Eventually, the grown-ups explained to me that the baby wasn’t just for me, but for Margaret and everyone else, too. My present was, in fact, a stuffed animal, a dog. (Later that day, according to family lore, I put the stuffed dog in the baby’s crib, delighting my parents with my generosity.) But I never got over the feeling that Natalie Rose was mine, certainly much more than she was Margaret’s, a feeling that Margaret, who was seven at the time and horribly sophisticated, nurtured in order to get out of her sisterly responsibilities. “Grace, your baby needs you,” she’d call when Mom asked for help spooning yogurt into Nat’s mouth or changing a poopy diaper. I didn’t mind. I loved being the special sister, the big sister after four long years of being bossed around or ignored by Margaret. My birthday became more about Natalie and me, our beginning, than the day I was born. No, now my birthday was much more important. The day I got Natalie.

Natalie did not fail to delight.
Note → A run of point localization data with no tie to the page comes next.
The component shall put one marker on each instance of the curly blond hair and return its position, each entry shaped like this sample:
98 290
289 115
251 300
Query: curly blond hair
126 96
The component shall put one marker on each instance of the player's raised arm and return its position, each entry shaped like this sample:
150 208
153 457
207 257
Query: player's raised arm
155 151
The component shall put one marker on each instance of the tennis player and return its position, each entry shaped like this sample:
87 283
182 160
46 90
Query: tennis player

A stunning baby, she became more beautiful as she grew, her hair silky and blond, her eyes a startling sky-blue, cheeks as soft as tulip petals, eyelashes so long they touched her silken eyebrows. Her first word was Gissy, which we all knew was her attempt to say my name.
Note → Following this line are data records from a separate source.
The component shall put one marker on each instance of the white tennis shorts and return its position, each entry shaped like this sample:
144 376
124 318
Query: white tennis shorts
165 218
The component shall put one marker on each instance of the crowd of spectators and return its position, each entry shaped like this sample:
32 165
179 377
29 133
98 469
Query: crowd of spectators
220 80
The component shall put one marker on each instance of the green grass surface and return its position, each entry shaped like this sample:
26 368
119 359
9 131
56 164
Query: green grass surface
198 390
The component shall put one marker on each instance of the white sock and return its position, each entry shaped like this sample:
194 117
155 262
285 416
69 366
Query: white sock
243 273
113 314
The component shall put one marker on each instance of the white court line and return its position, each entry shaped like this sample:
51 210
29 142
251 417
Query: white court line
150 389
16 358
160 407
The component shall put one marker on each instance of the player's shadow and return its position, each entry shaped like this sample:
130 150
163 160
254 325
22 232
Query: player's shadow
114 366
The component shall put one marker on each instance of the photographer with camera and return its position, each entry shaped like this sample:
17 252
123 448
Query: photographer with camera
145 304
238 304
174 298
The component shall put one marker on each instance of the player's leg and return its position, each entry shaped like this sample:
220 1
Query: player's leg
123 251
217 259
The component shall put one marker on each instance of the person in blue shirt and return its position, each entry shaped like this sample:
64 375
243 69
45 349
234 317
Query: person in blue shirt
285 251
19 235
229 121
As she grew, she looked up to me. Margaret, for all her gruffness and disdain, was a good sister, but more of the type to take you aside and explain how to get out of trouble or why you should leave her stuff alone. For playing, for cuddling, for company, Nat turned to me, and I was more than willing. At age four, she spent hours putting barrettes in my kinky curls, wishing aloud that her own blond waterfall of smoothness was, in her words “a beautiful brown cloud.” In kindergarten, she brought me in for show-and-tell, and on Special Person’s Day, you know who was at her side. When she needed help in spelling, I took over for Mom or Dad, making up silly sentences to keep things fun. During her ballet recitals, her eyes sought me out in the audience, where I’d be beaming back at her. I called her Nattie Bumppo after the hero of The Deerslayer, pointing to her name in the book to show her how famous she was.
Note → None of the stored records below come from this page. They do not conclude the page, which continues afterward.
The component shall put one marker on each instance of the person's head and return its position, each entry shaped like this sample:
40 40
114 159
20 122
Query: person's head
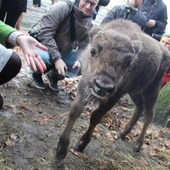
87 6
165 40
136 3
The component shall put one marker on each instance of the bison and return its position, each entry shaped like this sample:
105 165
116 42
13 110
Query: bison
120 59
Thus went our childhood—Natalie perfect, me adoring, Margs gruff and a little above it all. Then, when Natalie was seventeen and I was in my junior year at William & Mary, I got a call from home. Natalie had been feeling crummy for a day or so. She was not one to complain, so when she finally admitted that her stomach hurt pretty badly, Mom called the doctor. Before they could get to the office, Nat’s appendix ruptured. The resulting appendectomy was messy, since infected fluid had spread throughout her abdomen, and she came down with peritonitis. She spiked a fever. It didn’t come down.

I was in my dorm room when Mom called me, nine hours away by car. “Get home as fast as you can, Grace,” she ordered tightly. Nat had been moved to the ICU, and things weren’t looking good.

My memories of that trip back home alternated between horribly vivid and completely blank. A professor drove me to Richmond International Airport. I don’t remember which professor, but I can see the dusty dashboard of his car as clearly as if I were sitting in that hot vinyl front seat right now, the crack in the windshield that flowed lazily down from its source like the Mississippi bisecting the United States. I remember weeping in the plastic seat in front of my gate, my fists clenched as the airplane crept with agonizing slowness toward the terminal. I remember my friend Julian’s face at the airport, his eyes wide with fear and compassion. My mother, swaying on her feet outside Natalie’s cubicle in the hospital, my father, gray-faced and silent, Margaret tight and hunched in the corner near the curtain that separated Natalie from the next patient.

And I remember Natalie, lying in a bed, obscured by tubes and blankets, looking so small and alone that my heart cracked in half. I took her hand and kissed it, my tears falling on the hospital sheets. “I’m here, Nattie Bumppo,” I whispered. “I’m here.” She was too weak to answer, too sick even to open her eyes.

Outside, the doctor spoke in a somber murmur to my parents. “…Abscess…bacteria…kidney function…white count… not good.”

“Jesus God in heaven,” Margaret whispered in the corner. “Oh, shit, Grace.” Our eyes met in bleak horror at the possibility we couldn’t imagine. Our golden Natalie, the sweetest, kindest, loveliest girl in the world, dying.